No entanto, acreditamos que o alarmismo e a comoção social confundem o debate e geram falsas soluções para o problema da criminalidade, tão grave em nosso país. É bom lembrarmos que legislar sob a comoção social não é novidade no sistema penal brasileiro: tomamos como exemplo a ampliação da lei de crimes hediondos, com a inclusão do tipo penal de homicídio qualificado nestes, após a trágica morte de Daniela Perez, filha da escritora Glória Perez.
Em relação à reinserção do debate da redução da maioridade penal, uma rápida análise nas estatísticas mostra o caráter excepcional, dentre os menores infratores, daqueles que cometem homicídios. Menos de 2% dos internos da Fundação Casa em São Paulo praticou esse tipo de conduta. Para ilustrar, uma pesquisa do Ministério da Justiça de 2009 nos mostra que 86% dos cerca de 18 mil jovens sob medida socio-educativa estavam reclusos. A maioria executou crimes contra o patrimônio – roubo ou furto – e está em sua primeira internação. Igualmente equivocado é acreditar que tais jovens, normalmente também vítimas de profundas violências e abandonos em suas historias, tiveram tais posturas apenas pela certeza de que sairiam impunes.

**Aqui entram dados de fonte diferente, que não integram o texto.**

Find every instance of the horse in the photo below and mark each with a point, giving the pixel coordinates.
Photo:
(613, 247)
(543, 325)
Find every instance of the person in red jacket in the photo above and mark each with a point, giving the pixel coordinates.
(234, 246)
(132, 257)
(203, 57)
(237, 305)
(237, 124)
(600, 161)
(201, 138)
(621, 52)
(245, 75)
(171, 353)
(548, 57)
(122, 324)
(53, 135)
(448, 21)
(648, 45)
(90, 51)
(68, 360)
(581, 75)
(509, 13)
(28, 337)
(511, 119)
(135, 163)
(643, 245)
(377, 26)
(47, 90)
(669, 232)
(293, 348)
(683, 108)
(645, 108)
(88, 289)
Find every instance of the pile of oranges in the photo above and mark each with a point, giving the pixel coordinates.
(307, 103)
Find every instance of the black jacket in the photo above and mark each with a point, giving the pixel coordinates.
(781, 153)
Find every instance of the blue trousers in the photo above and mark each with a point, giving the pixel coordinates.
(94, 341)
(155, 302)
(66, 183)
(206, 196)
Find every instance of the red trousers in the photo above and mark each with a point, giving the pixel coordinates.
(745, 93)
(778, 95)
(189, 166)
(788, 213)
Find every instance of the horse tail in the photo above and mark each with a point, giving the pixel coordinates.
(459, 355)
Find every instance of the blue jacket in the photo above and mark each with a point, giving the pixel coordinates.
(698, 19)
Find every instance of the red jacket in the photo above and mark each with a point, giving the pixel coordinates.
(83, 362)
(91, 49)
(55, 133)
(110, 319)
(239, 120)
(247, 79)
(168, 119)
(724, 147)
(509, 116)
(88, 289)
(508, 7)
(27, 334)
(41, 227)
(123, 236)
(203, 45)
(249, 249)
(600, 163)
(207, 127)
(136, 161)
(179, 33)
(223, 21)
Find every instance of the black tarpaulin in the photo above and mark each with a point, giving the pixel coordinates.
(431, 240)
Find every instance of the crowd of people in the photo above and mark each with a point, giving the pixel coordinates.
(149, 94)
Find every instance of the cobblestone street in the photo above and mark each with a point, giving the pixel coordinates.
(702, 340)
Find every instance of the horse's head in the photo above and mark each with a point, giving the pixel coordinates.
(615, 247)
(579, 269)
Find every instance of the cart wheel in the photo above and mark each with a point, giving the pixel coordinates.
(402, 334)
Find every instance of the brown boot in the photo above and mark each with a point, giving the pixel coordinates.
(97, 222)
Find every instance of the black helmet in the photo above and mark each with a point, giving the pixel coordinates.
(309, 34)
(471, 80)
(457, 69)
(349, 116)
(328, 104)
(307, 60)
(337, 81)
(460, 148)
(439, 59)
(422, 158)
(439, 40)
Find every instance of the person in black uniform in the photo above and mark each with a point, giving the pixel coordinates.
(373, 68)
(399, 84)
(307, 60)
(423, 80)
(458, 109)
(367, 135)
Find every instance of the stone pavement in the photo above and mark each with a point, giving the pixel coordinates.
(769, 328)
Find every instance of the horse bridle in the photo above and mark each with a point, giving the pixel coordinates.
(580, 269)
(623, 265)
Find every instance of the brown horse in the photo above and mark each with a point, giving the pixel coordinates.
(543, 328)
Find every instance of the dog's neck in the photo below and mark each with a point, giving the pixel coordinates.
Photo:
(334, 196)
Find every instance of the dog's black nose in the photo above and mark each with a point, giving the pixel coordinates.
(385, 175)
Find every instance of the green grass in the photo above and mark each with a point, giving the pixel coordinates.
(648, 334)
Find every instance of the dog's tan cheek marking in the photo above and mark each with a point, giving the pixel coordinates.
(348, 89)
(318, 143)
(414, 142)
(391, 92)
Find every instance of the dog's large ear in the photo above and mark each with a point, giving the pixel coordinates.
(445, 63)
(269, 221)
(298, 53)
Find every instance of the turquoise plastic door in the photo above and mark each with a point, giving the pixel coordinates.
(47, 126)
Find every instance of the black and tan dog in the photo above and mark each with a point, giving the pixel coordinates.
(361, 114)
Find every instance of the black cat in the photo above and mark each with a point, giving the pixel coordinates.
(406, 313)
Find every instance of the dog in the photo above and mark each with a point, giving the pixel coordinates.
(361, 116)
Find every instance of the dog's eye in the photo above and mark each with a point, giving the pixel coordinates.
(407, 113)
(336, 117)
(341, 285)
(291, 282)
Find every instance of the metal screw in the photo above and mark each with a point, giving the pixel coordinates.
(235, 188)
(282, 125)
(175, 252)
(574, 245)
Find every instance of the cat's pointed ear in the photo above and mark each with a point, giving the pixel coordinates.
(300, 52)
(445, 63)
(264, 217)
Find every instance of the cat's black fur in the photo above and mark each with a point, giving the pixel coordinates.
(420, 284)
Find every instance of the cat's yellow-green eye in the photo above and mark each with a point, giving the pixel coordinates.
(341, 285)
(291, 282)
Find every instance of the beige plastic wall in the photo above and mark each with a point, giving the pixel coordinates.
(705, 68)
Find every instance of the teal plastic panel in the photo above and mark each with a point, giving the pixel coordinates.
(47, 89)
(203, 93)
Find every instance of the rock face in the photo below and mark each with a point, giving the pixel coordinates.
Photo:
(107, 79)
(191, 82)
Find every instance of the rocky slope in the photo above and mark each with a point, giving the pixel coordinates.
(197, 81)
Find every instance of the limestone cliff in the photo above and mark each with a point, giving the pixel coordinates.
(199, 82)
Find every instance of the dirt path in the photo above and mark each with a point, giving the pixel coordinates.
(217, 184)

Além disso, devemos ver as contradições inerentes à nossa sociedade que passam pelo retrato da violência no país. Quase metade dos casos de homicídio no Brasil são de jovens entre 12 e 18 anos, em sua maioria negros advindos das regiões periféricas. O debate deveria também se dar em como entender e barrar o crescimento da violência que dizima os jovens do país. E não é o que se vê nos grandes veículos de mídia, que ignoram nossos sérios problemas sociais frente à enorme insuficiência de políticas públicas de educação e proteção à criança e ao adolescente no país.
Outro ponto importantíssimo a ser colocado é se, mesmo para esses jovens que delinquiram, o cárcere representaria uma alternativa de ressocialização e reinserção saudável na sociedade. O que se percebe é que o sistema prisional brasileiro é falido e que mais de 70% dos condenados em regime fechado voltam a reincidir. Colocar jovens nessas condições apenas faz com que sejam mais estigmatizados e tenham sua dignidade violada.

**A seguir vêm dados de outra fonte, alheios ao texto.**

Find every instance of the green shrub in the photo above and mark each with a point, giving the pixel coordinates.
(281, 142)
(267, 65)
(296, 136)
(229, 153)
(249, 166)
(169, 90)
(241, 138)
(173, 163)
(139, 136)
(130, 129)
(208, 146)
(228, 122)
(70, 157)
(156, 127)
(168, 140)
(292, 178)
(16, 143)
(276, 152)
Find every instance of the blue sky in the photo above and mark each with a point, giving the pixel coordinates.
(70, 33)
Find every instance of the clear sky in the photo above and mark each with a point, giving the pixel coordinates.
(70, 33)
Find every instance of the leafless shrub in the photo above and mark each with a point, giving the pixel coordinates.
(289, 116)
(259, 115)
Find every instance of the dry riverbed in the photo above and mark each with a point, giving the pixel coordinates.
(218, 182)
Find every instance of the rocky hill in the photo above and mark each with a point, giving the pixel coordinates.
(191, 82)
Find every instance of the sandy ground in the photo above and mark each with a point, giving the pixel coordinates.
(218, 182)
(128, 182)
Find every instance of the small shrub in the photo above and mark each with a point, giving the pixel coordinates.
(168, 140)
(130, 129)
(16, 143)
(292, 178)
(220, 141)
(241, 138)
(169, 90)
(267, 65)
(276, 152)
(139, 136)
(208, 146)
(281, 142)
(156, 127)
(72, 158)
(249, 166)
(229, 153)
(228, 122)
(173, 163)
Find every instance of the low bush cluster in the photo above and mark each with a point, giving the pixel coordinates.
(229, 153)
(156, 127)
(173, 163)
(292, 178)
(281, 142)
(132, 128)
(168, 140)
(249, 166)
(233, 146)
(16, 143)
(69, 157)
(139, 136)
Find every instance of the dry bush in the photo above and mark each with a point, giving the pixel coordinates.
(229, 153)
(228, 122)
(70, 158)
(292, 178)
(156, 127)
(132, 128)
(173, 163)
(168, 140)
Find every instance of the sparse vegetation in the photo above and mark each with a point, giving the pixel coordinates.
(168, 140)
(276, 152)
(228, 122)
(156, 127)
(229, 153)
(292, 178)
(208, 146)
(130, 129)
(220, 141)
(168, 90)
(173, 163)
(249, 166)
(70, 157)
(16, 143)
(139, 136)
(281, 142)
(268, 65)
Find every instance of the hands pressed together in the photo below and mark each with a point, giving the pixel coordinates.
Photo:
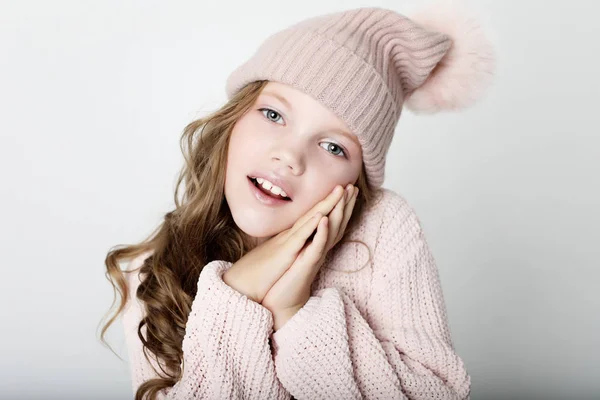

Com todos os problemas de falta de estrutura e recursos, dados do Ministério da Justiça mostram que, nas unidades de internação de adolescentes, a reincidência é de 30%. É relevante dizer também que vários estados ainda não fizeram a reordenação institucional que separa as políticas e as instituições destinadas a jovens em situação de rua, como abrigos, daquelas voltadas à internação de adolescentes infratores, como a Fundação Casa. Até a edição do ECA, em 1990, ambos conviviam no mesmo espaço. Essa situação vigorava em 40% das Unidades da Federação em 2010.
A transformação real na vida desses jovens perpassa por medidas efetivamente socioeducativas, como atendimento psicológico e formação educacional. O Estado deve acompanhá-los em seus lares e escolas, além de tentar inseri-los profissionalmente. Acreditar que o encarceramento por si só é a melhor resposta para essa parcela da população é uma posição simplista e irresponsável, que apenas marginaliza ainda mais essa população socialmente vulnerável e estimula a violência.
Por essas razões e por sua ineficiência sob qualquer ponto de vista é que o Coletivo Contraponto se coloca em oposição à redução da maioridade penal. Acreditamos que a temática da infância e da juventude é de grande relevância para ser discutida tanto na sociedade, quanto no Largo de São Francisco. ¡C!